Ferreira Pinto ficou cerca de três anos à frente da secretaria e foi substituído por Fernando Grella após uma onda de violência em São Paulo com aumento no número de homicídios em geral, mortes executadas por policiais, mortes de PM atribuídas ao Primeiro Comando da Capital (PCC) e de suspeita de atuação de grupos de extermínio formados por policiais militares.
Uma das questões apontadas pela secretária executiva do Fórum Nacional de Segurança Pública como evidência da falta de controle sobre as polícias é o uso dos registros de “resistência seguida de morte” e “autos de resistência” em boletins de ocorrências quando de mortes executadas por policiais durante operações de policiamento.
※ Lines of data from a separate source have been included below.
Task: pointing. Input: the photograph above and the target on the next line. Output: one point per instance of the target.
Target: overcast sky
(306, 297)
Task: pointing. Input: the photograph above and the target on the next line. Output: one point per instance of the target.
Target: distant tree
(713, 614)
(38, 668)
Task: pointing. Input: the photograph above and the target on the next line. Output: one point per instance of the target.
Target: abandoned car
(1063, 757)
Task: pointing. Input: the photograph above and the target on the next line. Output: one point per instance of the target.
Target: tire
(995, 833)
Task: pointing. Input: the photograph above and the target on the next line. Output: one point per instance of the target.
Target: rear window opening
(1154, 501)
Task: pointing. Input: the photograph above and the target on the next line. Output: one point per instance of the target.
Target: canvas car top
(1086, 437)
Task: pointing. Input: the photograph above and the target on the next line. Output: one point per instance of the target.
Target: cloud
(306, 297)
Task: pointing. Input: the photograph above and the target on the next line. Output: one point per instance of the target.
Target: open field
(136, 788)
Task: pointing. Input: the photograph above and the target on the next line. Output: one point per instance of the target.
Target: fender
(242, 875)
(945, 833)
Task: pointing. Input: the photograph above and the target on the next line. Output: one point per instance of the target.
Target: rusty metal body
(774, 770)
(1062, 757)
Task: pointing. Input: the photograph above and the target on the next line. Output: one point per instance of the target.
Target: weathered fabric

O fim destes registros por parte das polícias civis estaduais em boletins de ocorrência foi recomendado por uma resolução da Secretaria de Direitos Humanos da Presidência da República na primeira quinzena de dezembro, mas no Estado de São Paulo, por exemplo, o governo já informou que não vai abandonar o registro de “resistência seguida de morte”.
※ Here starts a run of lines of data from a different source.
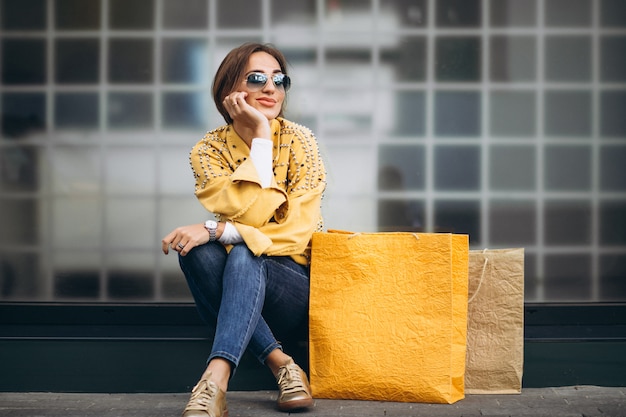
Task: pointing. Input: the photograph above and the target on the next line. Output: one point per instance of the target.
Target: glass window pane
(185, 110)
(24, 14)
(512, 223)
(521, 13)
(567, 168)
(612, 273)
(76, 110)
(457, 113)
(512, 168)
(184, 61)
(567, 223)
(77, 61)
(513, 113)
(513, 58)
(613, 58)
(406, 13)
(613, 168)
(613, 223)
(77, 222)
(613, 13)
(23, 114)
(131, 14)
(185, 14)
(570, 13)
(237, 14)
(121, 162)
(401, 167)
(23, 61)
(77, 14)
(124, 217)
(131, 61)
(19, 168)
(567, 277)
(568, 113)
(400, 215)
(459, 217)
(405, 60)
(130, 110)
(612, 120)
(568, 58)
(458, 13)
(458, 58)
(19, 222)
(457, 168)
(21, 276)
“Em São Paulo, um assassinato cometido por um policial não é registrado como homicídio, é registrado como resistência seguida de morte. O que quer dizer que o policial, em legítima defesa, teve de atirar e a culpa fica para a vítima. Com isso, ele vai ser julgado por um tribunal militar e não pelo poder Judiciário”, afirma.
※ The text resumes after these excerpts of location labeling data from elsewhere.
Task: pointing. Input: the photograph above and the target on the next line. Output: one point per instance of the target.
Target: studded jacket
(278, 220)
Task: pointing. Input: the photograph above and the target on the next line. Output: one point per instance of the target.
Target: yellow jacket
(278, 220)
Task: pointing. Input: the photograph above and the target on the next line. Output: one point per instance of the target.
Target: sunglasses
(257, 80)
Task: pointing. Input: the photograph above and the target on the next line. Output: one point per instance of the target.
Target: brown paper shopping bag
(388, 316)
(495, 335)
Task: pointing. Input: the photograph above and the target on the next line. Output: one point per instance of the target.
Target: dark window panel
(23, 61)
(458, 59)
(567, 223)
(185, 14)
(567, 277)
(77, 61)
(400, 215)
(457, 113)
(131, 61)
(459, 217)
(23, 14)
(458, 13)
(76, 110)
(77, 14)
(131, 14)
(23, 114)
Além de patinar no controle do uso da força pelas polícias, o governo paulista também tem tido uma atuação insatisfatória no combate aos crimes em geral e especialmente ao crime organizado. Segundo Samira, o bate-boca entre o ex-secretário Ferreira Pinto e o ministro da Justiça, José Eduardo Cardozo, em outubro, no auge da crise de violência em São Paulo, após oferta do ministério para envio da força de segurança nacional, recusada pelo secretário, é uma evidência de erro na política de segurança estadual.
“Ou trabalha de forma integrada, ou vamos continuar nestes ciclos de violência, como em 2002, 2006 e agora, em 2012. São Paulo não está conseguindo combater o crime, temos uma redução no caso de homicídios, mas o número de crimes contra o patrimônio é altíssimo e há um problema grave, o crime organizado. De 2006 para cá, se começou a discutir o PCC (Primeiro Comando da Capital, facção política) e o governo chegou a dizer que tinha desarticulado o organismo. Mas o que percebemos nesta última crise é que isso está longe de acontecer”, afirma.